Okay. We have at least 17 group of dictionaries at the moment (already not considering the ones which are not labeled with ix_n1603ia). Some are still using old syntax (that still work) but miss some feaures of new Codex versions.

Some features of this issue may left to later (when becomes more viable to do full automation on some remote worker) but most hard parts would already be done earlier.

The temporary alternative to smarter scheduler: full list on random sorting + limit number of results

Full command
1603_1.py --ex-opere-temporibus='cdn' --quaero-ix_n1603ia='({publicum}>=1)' --in-ordinem=chaos --in-limitem=2

Both because I'm testing bugs and also to take change to start updating dictionaries not being working on, we're just doing as the title says.

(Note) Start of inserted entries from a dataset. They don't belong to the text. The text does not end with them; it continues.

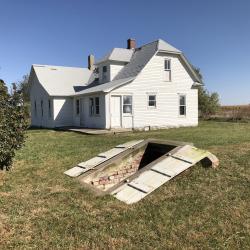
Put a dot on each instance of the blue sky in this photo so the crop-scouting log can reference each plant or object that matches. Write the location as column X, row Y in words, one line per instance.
column 214, row 35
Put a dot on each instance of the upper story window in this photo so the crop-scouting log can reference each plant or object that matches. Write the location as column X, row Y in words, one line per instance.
column 104, row 73
column 49, row 108
column 152, row 101
column 97, row 106
column 77, row 106
column 167, row 70
column 127, row 104
column 35, row 108
column 182, row 105
column 94, row 106
column 42, row 107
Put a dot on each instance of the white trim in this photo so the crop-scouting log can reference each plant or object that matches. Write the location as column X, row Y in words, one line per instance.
column 151, row 107
column 179, row 115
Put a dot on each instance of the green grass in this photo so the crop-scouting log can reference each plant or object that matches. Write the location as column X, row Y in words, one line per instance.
column 41, row 208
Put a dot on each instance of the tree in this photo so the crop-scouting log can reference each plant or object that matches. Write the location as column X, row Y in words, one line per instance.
column 24, row 88
column 208, row 102
column 12, row 124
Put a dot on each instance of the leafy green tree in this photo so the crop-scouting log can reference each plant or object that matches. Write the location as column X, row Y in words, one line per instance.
column 12, row 124
column 208, row 103
column 24, row 88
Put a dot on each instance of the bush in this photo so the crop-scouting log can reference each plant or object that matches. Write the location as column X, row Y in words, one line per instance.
column 208, row 103
column 12, row 124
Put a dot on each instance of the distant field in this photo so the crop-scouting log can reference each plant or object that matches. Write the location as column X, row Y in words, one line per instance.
column 239, row 112
column 41, row 208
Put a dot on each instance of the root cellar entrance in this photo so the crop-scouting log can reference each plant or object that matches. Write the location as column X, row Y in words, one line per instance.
column 124, row 166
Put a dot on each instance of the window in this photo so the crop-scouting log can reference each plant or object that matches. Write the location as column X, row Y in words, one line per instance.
column 77, row 106
column 182, row 105
column 91, row 106
column 49, row 109
column 167, row 70
column 94, row 106
column 127, row 104
column 42, row 107
column 97, row 107
column 35, row 108
column 152, row 101
column 104, row 69
column 104, row 73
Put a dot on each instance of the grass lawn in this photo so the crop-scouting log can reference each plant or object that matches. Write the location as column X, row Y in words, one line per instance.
column 41, row 208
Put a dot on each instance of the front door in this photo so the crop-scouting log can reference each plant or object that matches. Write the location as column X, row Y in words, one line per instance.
column 115, row 111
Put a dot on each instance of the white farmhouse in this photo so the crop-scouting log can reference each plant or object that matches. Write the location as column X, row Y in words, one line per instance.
column 153, row 86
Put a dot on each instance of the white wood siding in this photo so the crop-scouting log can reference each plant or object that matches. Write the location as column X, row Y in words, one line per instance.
column 63, row 111
column 151, row 80
column 38, row 94
column 95, row 121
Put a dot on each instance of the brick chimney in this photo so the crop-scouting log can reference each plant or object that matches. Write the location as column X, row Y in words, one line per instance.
column 91, row 61
column 131, row 44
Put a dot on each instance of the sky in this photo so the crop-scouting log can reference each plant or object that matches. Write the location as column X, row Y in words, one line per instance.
column 214, row 35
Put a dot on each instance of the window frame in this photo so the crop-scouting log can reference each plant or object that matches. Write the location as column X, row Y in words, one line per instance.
column 42, row 108
column 104, row 73
column 168, row 69
column 94, row 107
column 97, row 106
column 182, row 105
column 77, row 107
column 35, row 108
column 126, row 104
column 49, row 109
column 155, row 101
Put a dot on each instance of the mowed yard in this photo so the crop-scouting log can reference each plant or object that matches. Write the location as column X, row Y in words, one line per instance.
column 41, row 208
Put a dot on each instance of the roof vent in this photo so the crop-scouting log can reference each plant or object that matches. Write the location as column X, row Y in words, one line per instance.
column 131, row 44
column 91, row 61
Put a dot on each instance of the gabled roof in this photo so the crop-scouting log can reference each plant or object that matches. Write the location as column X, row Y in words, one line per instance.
column 143, row 54
column 138, row 61
column 105, row 87
column 68, row 81
column 117, row 54
column 59, row 80
column 164, row 46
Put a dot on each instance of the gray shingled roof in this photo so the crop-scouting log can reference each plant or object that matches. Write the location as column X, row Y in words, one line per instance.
column 59, row 80
column 117, row 54
column 105, row 87
column 138, row 61
column 63, row 81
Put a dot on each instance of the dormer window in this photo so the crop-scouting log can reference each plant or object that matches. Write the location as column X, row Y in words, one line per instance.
column 104, row 73
column 167, row 70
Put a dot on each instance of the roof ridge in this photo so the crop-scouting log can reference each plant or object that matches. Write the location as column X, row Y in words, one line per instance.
column 146, row 44
column 59, row 66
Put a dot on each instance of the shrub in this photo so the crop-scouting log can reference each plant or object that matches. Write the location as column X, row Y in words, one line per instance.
column 12, row 124
column 208, row 103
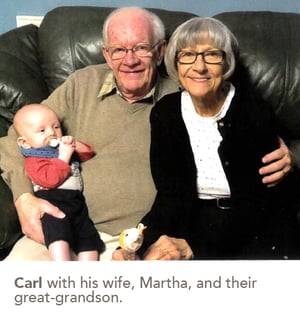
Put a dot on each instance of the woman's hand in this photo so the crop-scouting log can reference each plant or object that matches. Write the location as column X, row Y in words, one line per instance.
column 278, row 165
column 30, row 211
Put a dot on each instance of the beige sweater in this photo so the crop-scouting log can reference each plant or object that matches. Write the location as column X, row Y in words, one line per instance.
column 117, row 182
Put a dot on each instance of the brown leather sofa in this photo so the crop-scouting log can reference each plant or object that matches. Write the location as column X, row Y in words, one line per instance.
column 34, row 61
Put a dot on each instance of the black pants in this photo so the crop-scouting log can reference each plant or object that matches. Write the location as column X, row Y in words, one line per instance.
column 76, row 228
column 244, row 231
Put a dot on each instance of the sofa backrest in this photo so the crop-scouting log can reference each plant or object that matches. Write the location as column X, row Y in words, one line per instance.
column 34, row 61
column 269, row 64
column 71, row 38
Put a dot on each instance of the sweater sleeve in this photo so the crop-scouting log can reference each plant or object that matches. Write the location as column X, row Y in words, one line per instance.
column 48, row 173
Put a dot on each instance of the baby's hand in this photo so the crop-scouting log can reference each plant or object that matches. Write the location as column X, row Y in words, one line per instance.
column 66, row 148
column 68, row 140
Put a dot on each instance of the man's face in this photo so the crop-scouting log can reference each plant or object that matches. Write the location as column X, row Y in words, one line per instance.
column 134, row 75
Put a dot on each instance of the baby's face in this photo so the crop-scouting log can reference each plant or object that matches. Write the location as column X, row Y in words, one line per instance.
column 41, row 128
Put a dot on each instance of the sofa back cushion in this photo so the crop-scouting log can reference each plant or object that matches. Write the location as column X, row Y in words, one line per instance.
column 21, row 80
column 270, row 61
column 71, row 38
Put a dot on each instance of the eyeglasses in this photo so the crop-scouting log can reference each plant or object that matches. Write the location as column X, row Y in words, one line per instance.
column 140, row 50
column 209, row 57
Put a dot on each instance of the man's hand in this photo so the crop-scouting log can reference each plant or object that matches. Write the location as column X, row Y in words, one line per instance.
column 278, row 165
column 169, row 248
column 30, row 211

Another reason to do this strategy for some time is because the library is so big (and need to process all items to get a full picture) that we're adding more metatada to the 1603.cdn.statum.yml. If new feature is implemented too soon, it would require wait all the time for the full thing work (which would take hours).

The need to have better general view (out of topic of this issue)

The areas of the dictionaries are so different from each other, that unlikely someone looking at the full index would get a focused page on what is interested. But this is essential complexity, because the HXLTM was designed to allow totally different types of information be compiled, including with annexes (such as images), which don't make a lot of sense on most dictionaries people are aware of (but are on medical atlas).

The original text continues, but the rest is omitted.